If its conventional, it should automatically remove at 78% LTV based on previous appraisal.
If FHA after July 2013, the FHA monthly MI is for the life of the loan. Calculated based on remaining principal balance each year.
If its conventional, it should automatically remove at 78% LTV based on previous appraisal.

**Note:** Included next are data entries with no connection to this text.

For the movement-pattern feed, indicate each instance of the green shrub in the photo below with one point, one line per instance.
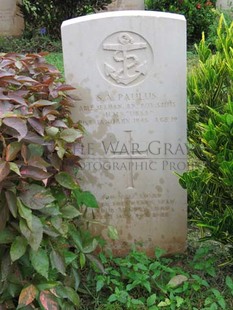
(46, 16)
(200, 14)
(210, 132)
(29, 44)
(42, 244)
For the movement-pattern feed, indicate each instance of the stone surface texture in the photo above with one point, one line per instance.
(129, 69)
(118, 5)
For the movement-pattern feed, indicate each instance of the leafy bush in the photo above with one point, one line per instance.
(32, 44)
(43, 247)
(210, 122)
(137, 282)
(47, 16)
(200, 14)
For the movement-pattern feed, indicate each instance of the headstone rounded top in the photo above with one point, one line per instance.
(122, 14)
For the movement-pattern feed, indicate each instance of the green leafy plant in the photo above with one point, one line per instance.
(210, 122)
(43, 247)
(200, 14)
(46, 16)
(139, 282)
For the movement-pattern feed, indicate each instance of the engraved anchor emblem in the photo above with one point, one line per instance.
(131, 67)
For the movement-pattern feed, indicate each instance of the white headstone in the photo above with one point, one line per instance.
(129, 69)
(118, 5)
(11, 20)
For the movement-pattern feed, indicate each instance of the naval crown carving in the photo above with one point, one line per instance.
(127, 58)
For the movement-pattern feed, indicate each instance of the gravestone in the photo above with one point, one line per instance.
(129, 69)
(11, 20)
(118, 5)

If FHA after July 2013, the FHA monthly MI is for the life of the loan. Calculated based on remaining principal balance each year.
Posted on 1/22/16 at 9:48 pm to SomethingLikeA
quote:
If its conventional, you can request a new appraisal and if you are better than 80%LTV, then PMI can be removed.
If its conventional, it should automatically remove at 78% LTV based on previous appraisal.
Yeah, I had to look it up because I was getting my mortgages mixed up. Fortunately, this one is conventional. My other is FHA but I am selling it this year anyway. Thank God!!